= F. W. Dancker =

South Australian architect (1852–1936)

Fredrick William Dancker (1852–1936) was a South Australian architect, best known for villas in the wealthier suburbs of Adelaide. He founded the firm of F. W. Dancker & Son (1880–1944).

==History==
Danker was the third child and eldest son of Henry Dancker and Jane Pratt Dancker of Macclesfield, South Australia, who married in 1850. He was educated at a private school in Aldinga, and a school in England, where he studied naval architecture, but found no avenues for employment in Australian shipyards. He therefore studied architecture in Melbourne, then returned to Adelaide and was articled to Daniel Garlick. He spent much of his early professional life at Broken Hill. He established an architectural business in 1880 and worked alone until taking on his son Eric as an articled student. They formed a partnership "F. W. Dancker and Son" in 1913. He continued to practise until he retired in 1931, following an accident. His son continued in the business until 1953, when he died.

Dancker aimed to design attractive practical buildings, with attention to attractive combinations of brick and stone, and often included elaborate verandahs and rooflines with crenellations and turrets, often on a grand scale.

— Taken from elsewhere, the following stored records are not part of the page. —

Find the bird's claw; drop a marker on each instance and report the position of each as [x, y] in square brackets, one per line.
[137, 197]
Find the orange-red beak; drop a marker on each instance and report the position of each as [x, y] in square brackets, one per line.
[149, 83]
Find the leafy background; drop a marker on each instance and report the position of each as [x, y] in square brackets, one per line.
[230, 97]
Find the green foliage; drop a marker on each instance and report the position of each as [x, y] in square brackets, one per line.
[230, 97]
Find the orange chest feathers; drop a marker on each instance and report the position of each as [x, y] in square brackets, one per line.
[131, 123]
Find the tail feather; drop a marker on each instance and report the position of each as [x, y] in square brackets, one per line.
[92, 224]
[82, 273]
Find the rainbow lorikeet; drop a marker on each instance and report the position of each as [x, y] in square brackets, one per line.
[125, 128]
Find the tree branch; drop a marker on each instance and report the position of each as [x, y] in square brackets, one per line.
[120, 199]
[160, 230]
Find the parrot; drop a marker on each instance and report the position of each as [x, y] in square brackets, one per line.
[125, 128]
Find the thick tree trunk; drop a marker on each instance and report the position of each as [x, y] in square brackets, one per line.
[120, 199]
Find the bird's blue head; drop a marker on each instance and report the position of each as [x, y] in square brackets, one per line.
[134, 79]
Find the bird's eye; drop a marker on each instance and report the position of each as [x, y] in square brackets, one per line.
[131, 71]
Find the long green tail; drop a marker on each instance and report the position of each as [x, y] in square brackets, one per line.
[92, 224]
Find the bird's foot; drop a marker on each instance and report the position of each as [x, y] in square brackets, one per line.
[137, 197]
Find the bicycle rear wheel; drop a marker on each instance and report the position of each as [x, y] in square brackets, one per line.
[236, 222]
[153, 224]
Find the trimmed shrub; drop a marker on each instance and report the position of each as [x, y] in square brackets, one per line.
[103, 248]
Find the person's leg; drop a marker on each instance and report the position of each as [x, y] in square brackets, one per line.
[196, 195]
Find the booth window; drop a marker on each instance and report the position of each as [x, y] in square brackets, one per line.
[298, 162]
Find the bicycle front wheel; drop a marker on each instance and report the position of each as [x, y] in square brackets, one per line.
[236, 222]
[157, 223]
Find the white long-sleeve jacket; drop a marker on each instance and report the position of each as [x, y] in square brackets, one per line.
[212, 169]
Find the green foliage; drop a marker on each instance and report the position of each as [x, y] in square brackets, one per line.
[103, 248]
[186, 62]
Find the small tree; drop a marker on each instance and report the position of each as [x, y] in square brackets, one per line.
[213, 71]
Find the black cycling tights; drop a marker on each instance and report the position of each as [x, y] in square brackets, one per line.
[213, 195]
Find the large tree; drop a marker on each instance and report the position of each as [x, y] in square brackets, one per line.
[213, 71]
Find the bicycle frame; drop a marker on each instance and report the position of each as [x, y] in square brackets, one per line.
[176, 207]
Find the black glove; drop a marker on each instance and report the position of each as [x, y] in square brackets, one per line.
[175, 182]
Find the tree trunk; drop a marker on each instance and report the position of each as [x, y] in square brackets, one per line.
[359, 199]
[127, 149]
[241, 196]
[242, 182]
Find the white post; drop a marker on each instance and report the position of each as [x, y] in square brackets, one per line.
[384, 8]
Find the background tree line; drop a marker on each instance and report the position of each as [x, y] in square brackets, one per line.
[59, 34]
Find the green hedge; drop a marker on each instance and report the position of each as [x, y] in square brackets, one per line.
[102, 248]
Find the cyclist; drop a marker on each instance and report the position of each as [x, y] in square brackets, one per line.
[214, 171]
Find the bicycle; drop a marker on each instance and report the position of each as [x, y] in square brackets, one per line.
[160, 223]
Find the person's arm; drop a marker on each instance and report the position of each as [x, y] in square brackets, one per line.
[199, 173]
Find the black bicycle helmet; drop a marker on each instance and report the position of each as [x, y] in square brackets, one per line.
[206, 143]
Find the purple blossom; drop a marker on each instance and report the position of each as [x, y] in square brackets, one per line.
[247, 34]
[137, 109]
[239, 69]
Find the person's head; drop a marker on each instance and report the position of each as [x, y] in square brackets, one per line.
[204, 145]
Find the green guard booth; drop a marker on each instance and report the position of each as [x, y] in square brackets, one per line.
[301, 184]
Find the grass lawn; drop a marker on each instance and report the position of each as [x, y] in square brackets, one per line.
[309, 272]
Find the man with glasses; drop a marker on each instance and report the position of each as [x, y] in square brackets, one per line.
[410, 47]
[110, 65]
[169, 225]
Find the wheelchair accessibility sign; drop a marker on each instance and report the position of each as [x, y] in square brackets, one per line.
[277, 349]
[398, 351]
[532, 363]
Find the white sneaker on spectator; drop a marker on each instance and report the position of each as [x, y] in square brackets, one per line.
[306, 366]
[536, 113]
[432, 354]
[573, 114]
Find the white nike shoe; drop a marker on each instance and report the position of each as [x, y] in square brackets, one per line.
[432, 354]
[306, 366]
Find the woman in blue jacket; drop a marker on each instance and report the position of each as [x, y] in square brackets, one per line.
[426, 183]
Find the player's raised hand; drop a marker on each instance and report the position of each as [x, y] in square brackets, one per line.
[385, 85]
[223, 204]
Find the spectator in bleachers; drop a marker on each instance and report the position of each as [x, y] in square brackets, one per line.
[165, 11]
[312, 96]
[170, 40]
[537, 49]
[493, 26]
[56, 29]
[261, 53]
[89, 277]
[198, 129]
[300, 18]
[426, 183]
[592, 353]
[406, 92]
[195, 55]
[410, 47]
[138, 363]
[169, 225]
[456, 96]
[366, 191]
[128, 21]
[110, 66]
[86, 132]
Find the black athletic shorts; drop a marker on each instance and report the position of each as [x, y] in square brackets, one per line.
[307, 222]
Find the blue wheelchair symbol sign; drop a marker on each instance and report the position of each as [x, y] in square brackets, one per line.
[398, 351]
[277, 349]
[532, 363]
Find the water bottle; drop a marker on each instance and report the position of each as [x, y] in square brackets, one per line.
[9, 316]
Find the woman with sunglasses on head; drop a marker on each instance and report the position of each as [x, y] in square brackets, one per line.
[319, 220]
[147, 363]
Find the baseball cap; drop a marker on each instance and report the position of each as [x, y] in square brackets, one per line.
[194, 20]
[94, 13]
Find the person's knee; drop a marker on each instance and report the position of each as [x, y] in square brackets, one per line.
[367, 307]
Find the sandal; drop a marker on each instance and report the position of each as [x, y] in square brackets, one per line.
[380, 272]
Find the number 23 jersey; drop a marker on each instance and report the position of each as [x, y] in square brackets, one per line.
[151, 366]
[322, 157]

Notable home designs include "Adare" (1893) at Victor Harbor for the Cudmore family, and "Attunga" (1900) for the Burford family.

Non-residential works include:
- Creche in Gouger Street, which critics likened to a doll's house
- Our Boys Institute, Adelaide (1896)
- Institute at Macclesfield
- Maternity hospital, which was renamed Queen Victoria Hospital at Rose Park (1902)
- St Paul's Lutheran Church, Hahndorf
- Methodist Church at Malvern (became Uniting Church)
- Rectory at Mount Barker, South Australia

==Publications==
- Modern Dwellings: 100 selected designs (1904), aimed at educating the general public.

==Personal==
Dancker married Clara Ann Phillipps on 10 May 1883. Their children include:
- Eric Phillipps Dancker, known as E. Phillipps Dancker, (1889–1953) was an architect
- Gladys Clara Dancker
He died at his home on 26 August 1936.